Reflexión domingo 6 noviembre: LA VIDA ETERNA

 LA VIDA ETERNA

Por Antonio García Moreno

1.- "¿Qué pretendes sacar de nosotros? Estamos dispuestos a morir antes que quebrantar la ley de nuestros padres" (2 M 7, 2) Dios, a través de la liturgia, nos trae a la memoria el heroísmo de los siete hermanos que, con su madre al frente, entregaron sus cuerpos jóvenes al tormento y la muerte, antes que dejar de cumplir la ley divina.

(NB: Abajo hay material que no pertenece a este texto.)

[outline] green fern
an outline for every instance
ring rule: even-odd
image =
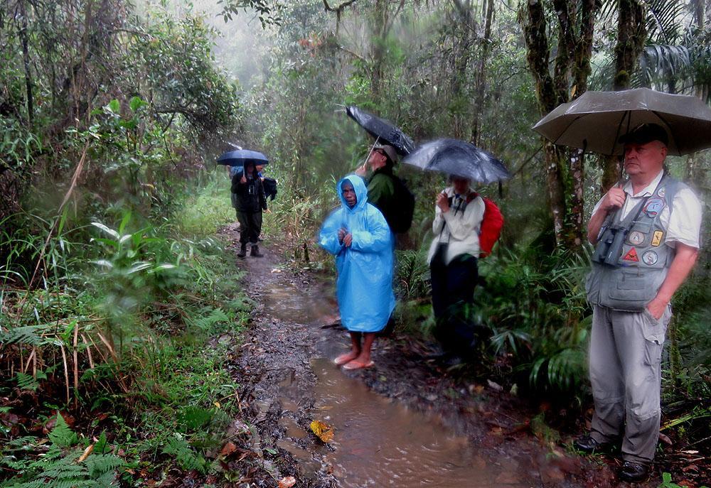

Ejemplo heroico que se ha repetido después en muchas ocasiones, que se repite hoy también en mil rincones de la tierra.

Hombres que dan su vida por ser fieles a la voluntad de Dios. Fidelidad heroica de los que caminan al martirio con los ojos iluminados y una canción a flor de labios. Heroica fidelidad de los que dijeron que sí a la llamada de Dios y siguen caminando por el mismo itinerario de siempre a pesar de las dificultades, a pesar de los años, a pesar de los pesares, siempre fieles.

Dispuestos a morir antes que quebrantar la ley de nuestros padres... Ayúdanos, Señor, fortalece nuestra debilidad, haznos resistir a la tentación, hasta llegar a la sangre si fuera preciso. Somos débiles, cobardes, nos desalentamos, rompemos nuestros compromisos. Ayúdanos, Señor, haznos fieles hasta la muerte, pues sólo así mereceremos la corona de la vida.

"Vale la pena morir a manos de los hombres cuando se espera que Dios mismo nos resucitará" (2 M 7, 14) Ellos veían cómo sus hermanos, uno a uno, se iban retorciendo de dolor en la cruel tortura, cómo sus ojos se nublaban, cómo sus cabezas quedaban dobladas cual flores marchitas. Y era tan fácil evitar todo aquello... Bastaba con una palabra, con un gesto. Y hubieran vivido, hubieran disfrutado de la lozanía de los años mozos.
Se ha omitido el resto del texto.